Our DNA is constantly exposed to endogenous and exogenous stress factors such as UV light, genotoxic components and ionizing radiation. These stress factors can cause double strand breaks that, if unrepaired, will lead to the death of the cell. A faulty reparation of these breaks can engender gene mutations or rearrangements that may predispose the cell to malignancy. Within the cell nucleus, the chromosomes not only hold non-random positions, they also associate with specific proteins to form a more or less compact structure called chromatin. These two spatial organizational aspects have recently been shown to affect mechanisms of DNA repair, although how they do so remains a mystery. 

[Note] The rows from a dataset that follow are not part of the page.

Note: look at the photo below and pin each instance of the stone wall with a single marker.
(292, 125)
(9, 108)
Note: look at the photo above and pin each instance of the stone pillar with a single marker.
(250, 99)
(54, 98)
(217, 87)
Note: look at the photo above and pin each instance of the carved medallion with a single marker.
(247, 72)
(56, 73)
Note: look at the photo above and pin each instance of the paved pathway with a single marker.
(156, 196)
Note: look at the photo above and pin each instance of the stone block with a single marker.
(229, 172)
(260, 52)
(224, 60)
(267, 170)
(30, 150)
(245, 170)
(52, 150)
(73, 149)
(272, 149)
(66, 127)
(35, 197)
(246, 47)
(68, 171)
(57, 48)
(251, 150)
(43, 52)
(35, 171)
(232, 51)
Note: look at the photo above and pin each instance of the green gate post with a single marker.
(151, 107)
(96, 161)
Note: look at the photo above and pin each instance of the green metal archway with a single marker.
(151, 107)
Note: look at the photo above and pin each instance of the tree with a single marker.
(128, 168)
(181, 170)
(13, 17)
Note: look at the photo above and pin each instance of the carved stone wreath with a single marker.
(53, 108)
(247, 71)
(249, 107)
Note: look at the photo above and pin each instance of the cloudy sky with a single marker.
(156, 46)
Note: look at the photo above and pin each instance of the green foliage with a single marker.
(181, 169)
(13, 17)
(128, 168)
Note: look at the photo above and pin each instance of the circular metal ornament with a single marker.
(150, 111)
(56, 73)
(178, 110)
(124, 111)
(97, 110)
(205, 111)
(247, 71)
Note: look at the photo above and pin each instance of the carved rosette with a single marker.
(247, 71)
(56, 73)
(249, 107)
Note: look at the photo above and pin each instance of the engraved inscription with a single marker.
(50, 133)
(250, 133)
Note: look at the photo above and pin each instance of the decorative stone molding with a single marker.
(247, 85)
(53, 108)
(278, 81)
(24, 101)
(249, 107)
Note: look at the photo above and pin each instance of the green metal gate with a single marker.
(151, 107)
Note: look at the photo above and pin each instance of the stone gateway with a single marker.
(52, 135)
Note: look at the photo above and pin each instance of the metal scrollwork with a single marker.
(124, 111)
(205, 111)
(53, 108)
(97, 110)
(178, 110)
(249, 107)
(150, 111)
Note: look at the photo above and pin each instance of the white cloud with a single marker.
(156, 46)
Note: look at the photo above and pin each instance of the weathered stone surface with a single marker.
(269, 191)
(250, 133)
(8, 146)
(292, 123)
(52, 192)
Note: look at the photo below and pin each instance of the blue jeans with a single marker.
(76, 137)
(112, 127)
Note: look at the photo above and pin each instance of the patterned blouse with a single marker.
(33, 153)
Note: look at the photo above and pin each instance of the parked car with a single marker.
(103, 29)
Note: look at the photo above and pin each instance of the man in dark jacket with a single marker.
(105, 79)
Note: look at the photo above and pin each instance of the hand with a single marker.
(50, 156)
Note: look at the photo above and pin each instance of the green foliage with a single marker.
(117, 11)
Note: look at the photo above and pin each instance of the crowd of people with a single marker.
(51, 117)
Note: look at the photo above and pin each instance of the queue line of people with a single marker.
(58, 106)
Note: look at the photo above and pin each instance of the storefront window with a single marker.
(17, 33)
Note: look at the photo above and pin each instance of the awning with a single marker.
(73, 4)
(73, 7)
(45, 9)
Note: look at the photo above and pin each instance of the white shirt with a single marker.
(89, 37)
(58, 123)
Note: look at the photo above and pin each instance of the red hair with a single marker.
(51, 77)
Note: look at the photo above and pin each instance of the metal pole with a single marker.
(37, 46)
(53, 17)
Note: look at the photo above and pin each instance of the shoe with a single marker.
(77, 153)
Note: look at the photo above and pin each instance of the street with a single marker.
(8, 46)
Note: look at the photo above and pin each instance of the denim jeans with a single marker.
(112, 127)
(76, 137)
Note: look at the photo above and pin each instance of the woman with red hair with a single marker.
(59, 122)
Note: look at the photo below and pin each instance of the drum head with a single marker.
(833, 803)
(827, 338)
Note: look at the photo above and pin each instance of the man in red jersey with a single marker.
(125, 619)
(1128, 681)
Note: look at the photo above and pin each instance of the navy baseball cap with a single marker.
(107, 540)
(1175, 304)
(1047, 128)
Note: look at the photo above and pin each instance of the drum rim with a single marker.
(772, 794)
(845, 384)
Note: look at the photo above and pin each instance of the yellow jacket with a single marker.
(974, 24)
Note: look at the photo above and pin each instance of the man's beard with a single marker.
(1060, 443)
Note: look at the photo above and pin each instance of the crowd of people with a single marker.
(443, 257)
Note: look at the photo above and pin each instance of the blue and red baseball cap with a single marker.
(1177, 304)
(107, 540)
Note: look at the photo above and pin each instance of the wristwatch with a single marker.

However, a team from IRCM recently lifted a corner of that veil when they determined how the spatial organization of chromosomes contributes to a specific type of repair called homologous recombination. This latter uses a similar sequence from elsewhere in the genome to repair the sequence at the break site. The IRCM study was conducted in yeast, a model organism in which DNA breaks can be induced in an organized manner, chromosomes repositioned, and DNA compaction modulated at the extremities of the chromosomes. 

The study showed that homologous recombination is conditioned by the distance between the two sequences, an aspect imposed by the spatial organization of the chromosomes. It also showed that tight compaction of chromatin limits the action of nucleases and prevents the loss of sequences, thus favoring repair. This is particularly important at the chromosome extremities, where chromatin compaction limits a recombinant mutagenic pathway.